What are some steps one could take in order to prepare for student teaching in order to better assure a successful experience?
- First and foremost, decide what you want to accomplish with your student teaching experience. Do you want to be an observer, or do you want to dive in head first and soak up as much hands-on learning as you can?
- Second, familiarize yourself with the school rules, philosophies, dress codes, regulations and customary practices. If possible, visit the school, get a copy of the school’s handbook and read it. You are going into the student teaching experience to be an authority figure, so knowing the school’s do’s and don’ts is vital to your success.
- Third, plan to be around the school environment as much as you possibly can. Plan to participate in school functions whenever possible, including parent-teacher conferences. The more exposure you have to students in a school setting, the more you will learn about how students interact with each other, and with their teachers.
- Finally, create a daily log of your experiences. Whether you create an audio log on a voice recorder, electronic log on a tablet, or write your log on paper, you will find that logging your experiences is very helpful. You will have many questions for your sponsoring teacher; and you will find that the biggest questions arise when there is no time to talk. If you are prepared with a record of your daily experiences, you can reach out to your sponsoring teacher at an appointed time, and ask relevant and productive questions.

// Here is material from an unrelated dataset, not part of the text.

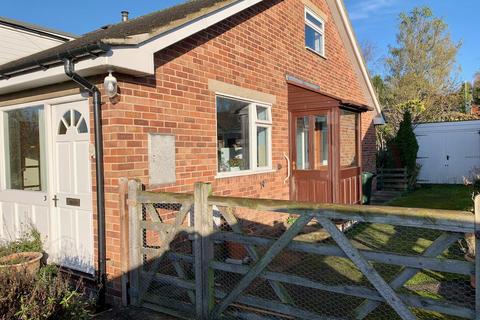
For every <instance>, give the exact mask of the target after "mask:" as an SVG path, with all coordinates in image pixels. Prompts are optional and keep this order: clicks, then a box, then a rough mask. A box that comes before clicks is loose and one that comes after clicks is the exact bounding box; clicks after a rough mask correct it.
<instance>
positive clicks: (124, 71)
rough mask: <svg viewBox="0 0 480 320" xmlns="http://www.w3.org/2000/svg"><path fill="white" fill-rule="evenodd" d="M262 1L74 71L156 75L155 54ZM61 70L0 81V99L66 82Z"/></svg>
mask: <svg viewBox="0 0 480 320" xmlns="http://www.w3.org/2000/svg"><path fill="white" fill-rule="evenodd" d="M262 1H263V0H238V1H236V2H233V3H232V4H230V5H227V6H225V7H223V8H220V9H218V10H217V11H214V12H211V13H210V14H207V15H205V16H201V17H198V18H197V19H194V20H192V21H190V22H188V23H186V24H184V25H181V26H179V27H178V28H176V29H174V30H170V31H168V32H165V33H163V34H160V35H158V36H156V37H153V38H151V39H148V40H147V41H145V42H143V43H141V44H140V45H138V46H131V47H130V46H128V47H119V48H115V47H114V48H112V50H111V51H110V52H108V53H107V55H105V56H102V57H98V58H94V59H88V60H82V61H80V62H78V63H76V64H75V70H76V71H77V73H78V74H80V75H81V76H84V77H87V76H91V75H95V74H100V73H103V72H105V73H106V72H108V71H116V72H122V73H126V74H131V75H134V76H142V75H153V74H155V65H154V53H155V52H158V51H160V50H162V49H164V48H166V47H168V46H170V45H172V44H174V43H176V42H179V41H181V40H183V39H185V38H187V37H189V36H191V35H193V34H195V33H197V32H199V31H201V30H204V29H206V28H208V27H210V26H212V25H214V24H215V23H218V22H220V21H222V20H224V19H226V18H228V17H231V16H233V15H235V14H236V13H239V12H241V11H243V10H245V9H247V8H249V7H251V6H253V5H255V4H257V3H260V2H262ZM67 80H68V78H67V77H66V76H65V73H64V69H63V66H57V67H54V68H50V69H47V70H40V71H35V72H32V73H27V74H24V75H20V76H15V77H12V78H10V79H8V80H0V95H1V94H6V93H10V92H15V91H21V90H25V89H30V88H35V87H40V86H45V85H49V84H54V83H59V82H63V81H67Z"/></svg>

Step 5 Complete required documentation and Apply for Certification. Upon completion of the internship and state-approved education program, you can download Application for Connecticut Initial Educator Certificate from the CSDE website, print it, and complete it, and submit it by mail to:CONNECTICUT STATE DEPARTMENT OF EDUCATION
Bureau of Educator Standards and Certification
P.O. Box 150471 – Room 243
Hartford, CT 06115-0471
You must provide the Office of Educator Licensure at the ADE with the following documents:
- A completed application for licensure and application fee of $200;
- Documentation of your completed background checks;
- Official score report reflecting your passing scores for all three required assessments;
- Official university/college transcripts showing at least completion of an accredited Bachelor’s degree curriculum;
- Documentation of your successful completion of an accredited teacher preparation program.